Compared with HCT116 cancer cells, the A549 cell line presents a distinct metabolic profile (Fig. 1c), with significantly higher levels of metabolites involved in amino acid metabolism (such as alanine-aspartate-glutamate, arginine-proline-cysteine, and methionine), glycolysis, pentose phosphate pathway (PPP) and TCA cycle. The HCT116 cell line, instead, shows an increase in metabolites involved in the maintenance of the redox status, such as folate, glutathione, and polyamine metabolism (Fig. 1c). Pathway enrichment analysis of metabolites whose level differ at least 2-fold in a statistically significant manner between the two cell lines provides a first indication that nutrient limitation up-regulates fatty acid oxidation, amino acid metabolism, and glycolysis/gluconeogenesis in A549 cells (in comparison with HCT1116 cells) (Fig. 1d).
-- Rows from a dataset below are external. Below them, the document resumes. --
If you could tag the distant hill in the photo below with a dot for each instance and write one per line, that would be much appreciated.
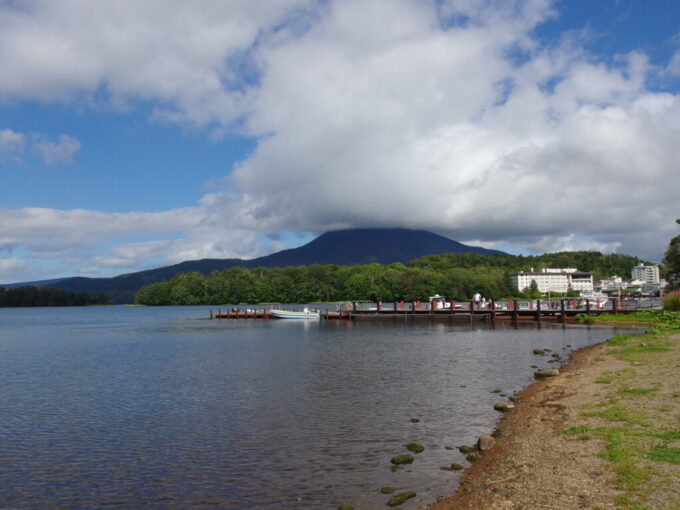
(37, 283)
(343, 247)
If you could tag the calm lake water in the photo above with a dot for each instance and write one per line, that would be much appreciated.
(159, 407)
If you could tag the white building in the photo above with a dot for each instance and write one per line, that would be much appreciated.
(612, 284)
(554, 280)
(648, 274)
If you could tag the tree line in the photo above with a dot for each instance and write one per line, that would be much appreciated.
(33, 296)
(456, 276)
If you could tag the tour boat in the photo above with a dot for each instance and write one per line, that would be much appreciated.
(287, 314)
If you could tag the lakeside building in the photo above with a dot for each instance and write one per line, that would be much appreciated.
(648, 274)
(554, 280)
(612, 284)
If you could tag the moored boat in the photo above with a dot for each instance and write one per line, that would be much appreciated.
(288, 314)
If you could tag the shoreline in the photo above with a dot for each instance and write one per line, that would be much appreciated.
(533, 464)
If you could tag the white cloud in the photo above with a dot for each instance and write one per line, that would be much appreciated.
(10, 267)
(13, 145)
(60, 152)
(11, 141)
(448, 116)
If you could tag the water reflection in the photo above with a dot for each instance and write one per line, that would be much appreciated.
(151, 407)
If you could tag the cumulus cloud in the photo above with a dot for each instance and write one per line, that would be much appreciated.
(11, 267)
(60, 152)
(445, 115)
(13, 145)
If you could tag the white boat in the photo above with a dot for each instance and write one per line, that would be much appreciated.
(598, 299)
(287, 314)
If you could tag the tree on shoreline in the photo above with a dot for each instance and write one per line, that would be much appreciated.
(672, 261)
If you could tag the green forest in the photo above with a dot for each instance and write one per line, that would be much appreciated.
(456, 276)
(33, 296)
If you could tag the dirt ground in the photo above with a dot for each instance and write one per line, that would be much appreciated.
(533, 465)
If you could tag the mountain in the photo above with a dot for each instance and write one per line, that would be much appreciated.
(343, 247)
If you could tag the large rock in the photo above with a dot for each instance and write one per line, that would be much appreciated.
(542, 374)
(415, 447)
(402, 459)
(400, 498)
(503, 406)
(485, 443)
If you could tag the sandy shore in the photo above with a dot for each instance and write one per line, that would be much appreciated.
(533, 465)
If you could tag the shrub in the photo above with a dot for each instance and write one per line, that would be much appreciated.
(672, 303)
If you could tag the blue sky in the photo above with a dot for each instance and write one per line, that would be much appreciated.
(145, 134)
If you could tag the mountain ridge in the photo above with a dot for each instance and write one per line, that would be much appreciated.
(342, 247)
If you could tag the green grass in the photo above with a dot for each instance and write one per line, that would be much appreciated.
(665, 453)
(638, 429)
(579, 431)
(637, 392)
(673, 435)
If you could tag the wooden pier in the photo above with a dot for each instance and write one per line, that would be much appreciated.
(537, 310)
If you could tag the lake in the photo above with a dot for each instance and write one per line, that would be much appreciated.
(160, 407)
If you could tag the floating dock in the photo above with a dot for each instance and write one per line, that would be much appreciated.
(554, 309)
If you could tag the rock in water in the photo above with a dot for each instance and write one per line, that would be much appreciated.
(540, 374)
(400, 498)
(402, 459)
(415, 447)
(485, 443)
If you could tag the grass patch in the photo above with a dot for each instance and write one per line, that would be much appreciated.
(619, 340)
(579, 431)
(665, 453)
(637, 422)
(673, 435)
(637, 392)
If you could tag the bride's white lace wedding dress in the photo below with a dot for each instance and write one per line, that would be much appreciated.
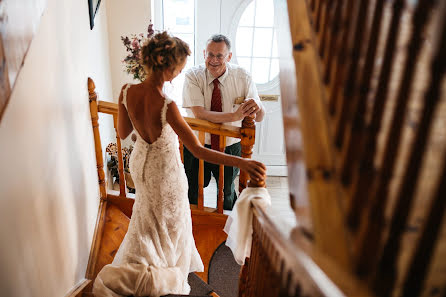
(158, 251)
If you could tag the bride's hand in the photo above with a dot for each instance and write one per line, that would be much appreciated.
(256, 170)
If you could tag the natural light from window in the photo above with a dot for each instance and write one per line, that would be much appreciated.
(179, 20)
(256, 41)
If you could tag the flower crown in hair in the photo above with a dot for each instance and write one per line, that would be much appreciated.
(133, 46)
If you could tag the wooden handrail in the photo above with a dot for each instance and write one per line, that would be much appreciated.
(319, 154)
(370, 107)
(287, 265)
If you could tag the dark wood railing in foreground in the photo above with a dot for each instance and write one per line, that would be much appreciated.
(363, 81)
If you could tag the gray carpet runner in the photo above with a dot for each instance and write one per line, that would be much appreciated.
(223, 276)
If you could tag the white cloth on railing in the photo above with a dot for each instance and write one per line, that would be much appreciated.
(239, 223)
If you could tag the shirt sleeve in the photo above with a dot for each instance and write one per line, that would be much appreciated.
(192, 93)
(252, 90)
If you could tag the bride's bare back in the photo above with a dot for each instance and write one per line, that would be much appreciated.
(145, 103)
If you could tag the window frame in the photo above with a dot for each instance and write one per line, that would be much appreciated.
(262, 88)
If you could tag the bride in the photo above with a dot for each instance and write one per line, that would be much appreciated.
(158, 251)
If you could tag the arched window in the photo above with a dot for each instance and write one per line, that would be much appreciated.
(255, 46)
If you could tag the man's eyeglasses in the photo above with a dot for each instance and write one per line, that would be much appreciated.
(219, 57)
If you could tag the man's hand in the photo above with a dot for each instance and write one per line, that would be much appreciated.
(250, 107)
(241, 113)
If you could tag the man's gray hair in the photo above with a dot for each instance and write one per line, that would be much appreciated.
(220, 38)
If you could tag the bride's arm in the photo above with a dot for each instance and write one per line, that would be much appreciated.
(125, 126)
(255, 169)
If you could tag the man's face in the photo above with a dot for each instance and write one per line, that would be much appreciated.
(216, 56)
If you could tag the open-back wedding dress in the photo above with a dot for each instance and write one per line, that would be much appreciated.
(158, 251)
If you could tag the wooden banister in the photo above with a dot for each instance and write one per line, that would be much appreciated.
(371, 150)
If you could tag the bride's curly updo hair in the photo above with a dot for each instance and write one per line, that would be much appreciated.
(163, 51)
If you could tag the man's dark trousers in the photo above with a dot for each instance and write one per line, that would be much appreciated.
(230, 173)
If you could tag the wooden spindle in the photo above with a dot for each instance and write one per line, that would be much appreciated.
(386, 273)
(328, 15)
(322, 26)
(248, 132)
(369, 237)
(92, 96)
(355, 146)
(341, 52)
(317, 17)
(332, 40)
(120, 160)
(221, 177)
(346, 100)
(200, 205)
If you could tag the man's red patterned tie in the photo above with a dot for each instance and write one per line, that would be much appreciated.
(216, 106)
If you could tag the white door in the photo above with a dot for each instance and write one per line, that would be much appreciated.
(251, 20)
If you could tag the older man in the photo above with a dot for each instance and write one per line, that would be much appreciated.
(210, 93)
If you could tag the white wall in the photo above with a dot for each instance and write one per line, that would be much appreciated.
(48, 185)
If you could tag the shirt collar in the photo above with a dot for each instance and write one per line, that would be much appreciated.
(221, 79)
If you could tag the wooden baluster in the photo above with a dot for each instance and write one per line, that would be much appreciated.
(345, 101)
(317, 16)
(386, 273)
(322, 26)
(96, 243)
(326, 29)
(92, 96)
(248, 132)
(221, 177)
(418, 268)
(339, 71)
(200, 175)
(369, 236)
(120, 160)
(357, 130)
(332, 40)
(181, 150)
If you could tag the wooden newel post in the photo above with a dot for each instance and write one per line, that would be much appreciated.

Compared with the A549 cell line, HCT116 cells show increased levels of metabolites involved in the maintenance of the redox status, such as folate metabolism (Fig. 1e).

Enrichment analysis is not sufficient to unambiguously identify differentially regulated pathways in a pair-wise comparison because some metabolites (such as ADP or coenzyme A) are present in many pathways. Thus, their presence within a list of differentially regulated metabolites is sufficient to enrich for that pathway. Metabolic flux analysis allows to estimate intracellular metabolic fluxes (Supplementary Tables 1–2 and Supplementary file 1). The technique uses relative incorporation of uniformly labeled glucose ([U-¹³C₆]Glc) and glutamine ([U-¹³C₅]Gln) tracers in the different metabolites (Figure S1A) to constrain an elementary metabolite unit (EMU)-based algorithm. The resulting computed metabolic fluxes (Fig. 2a and b) indicate that A549 and HCT116 show a similar sustained glycolytic flux from glucose to extracellular lactate (Fig. 1b). Glutamine-derived alpha-ketoglutarate (AKG) can enter the TCA cycle and follow either a canonical clockwise direction, whose first step is its conversion to succinyl CoA, or a reverse route back to citrate, whose final destiny is lipid production. A549 cells also follow the glutamine reductive carboxylation route, as previously reported in lung cancer cells [27]. Instead, HCT116 cells show a slightly higher flux through the forward TCA cycle route, suggesting a preferential use of respiration (Fig. 2a and b). This interpretation is confirmed by Seahorse analysis that indicates that HCT116 cells have higher basal and maximal (i.e., uncoupler-induced) respiration as compared to A549 cells (Fig. 2c), consistent with the increased mitochondrial ATP (Fig. 2d). ROS levels do not change significantly between the two cell lines (Fig. 2e), suggesting that differential mitochondrial activity is not due to the dysfunction of mitochondrial complexes. In summary, these results indicate that the A549 and HCT116 cancer cell lines present a detectably different metabolic rewiring, the colon-derived HCT116 cells being more respiratory than the lung-derived A549 cells.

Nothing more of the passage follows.